Source: Cointelegraph
Original: “Stablecoins Seen as Ideal Choice for Real-Time Collateral Management”
Cryptocurrencies and stablecoins are increasingly recognized in the traditional finance (TradFi) sector for their ability to streamline payment processes and enhance the efficiency of existing financial systems.
In finance, collateral management refers to the process of managing the underlying collateral that secures other financial transactions, such as loans or derivatives, to mitigate credit risk and ensure smooth execution of trades.
According to a recent pilot study by DTCC Digital Assets, digital assets like stablecoins are the “perfect” financial tool for real-time collateral management, indicating that digital assets, particularly stablecoins, can modernize and simplify this critical function.
Joseph Spiro, Director of Digital Asset Products at DTCC, stated during a panel discussion at the 2025 Consensus conference: “Digital assets are indeed the perfect use case for collateral management, whether it’s for uncleared derivatives, cleared derivatives, central counterparties, repos, or any other type of collateral.”
Due to strict requirements for locked collateral, collateral management necessitates complex manual processes, where these collaterals can only be released to the appropriate parties at predetermined intervals.
Spiro noted, “With digital assets and smart contracts, all of this can be done better, faster, and more efficiently.” He added, “All manual processing can disappear.”
This pilot, dubbed the “Great Collateral Experiment,” comes at a time when U.S. policymakers are working to establish a clear regulatory framework for stablecoins.
On May 14, at least 60 top cryptocurrency founders gathered in Washington, D.C., to support the “Guidance and Establishment of a National Stablecoin Innovation Act” (GENIUS Act). The bill failed to garner enough support from Democrats on May 8.
The GENIUS Act aims to establish collateral guidelines for stablecoin issuers while requiring full compliance with anti-money laundering laws.

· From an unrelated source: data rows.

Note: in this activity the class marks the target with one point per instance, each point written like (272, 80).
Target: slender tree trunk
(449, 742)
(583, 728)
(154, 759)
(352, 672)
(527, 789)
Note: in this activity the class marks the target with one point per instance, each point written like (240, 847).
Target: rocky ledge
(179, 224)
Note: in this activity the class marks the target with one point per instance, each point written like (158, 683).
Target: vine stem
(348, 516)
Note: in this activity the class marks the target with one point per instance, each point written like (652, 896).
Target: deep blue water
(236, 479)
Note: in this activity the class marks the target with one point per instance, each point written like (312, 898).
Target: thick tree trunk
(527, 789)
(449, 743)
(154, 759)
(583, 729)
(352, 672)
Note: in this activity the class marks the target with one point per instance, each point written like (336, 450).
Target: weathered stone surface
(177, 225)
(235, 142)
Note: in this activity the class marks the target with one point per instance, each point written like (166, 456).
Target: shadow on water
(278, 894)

The bill stalled on May 8 due to a lack of support from key Democrats, some of whom expressed concerns that U.S. President Donald Trump might profit from digital assets through his crypto-related businesses.
According to Kyle Hauptman, Chairman of the National Credit Union Administration, incorporating stablecoins into traditional fiat-backed loans could further simplify TradFi processes.
Hauptman stated during the same panel discussion that the programmability of stablecoins could make the loan repayment process more transparent and streamlined for all participants, which is currently a “clunky end-of-month settlement process.” He added:
“Stablecoins and their programmability can make this process very easy.”
“We not only make it easier for credit unions to settle these things, but you can handle smaller amounts, and borrowers should get a better deal here because this thing now has some characteristics of large bond issuances. It is now liquid,” he said.
Another piece of legislation—the “Stablecoin Transparency and Accountability Act” (STABLE Act)—passed the House Financial Services Committee on April 2 with a vote of 32 to 17. The bill is awaiting arrangements for debate and a full vote in the House.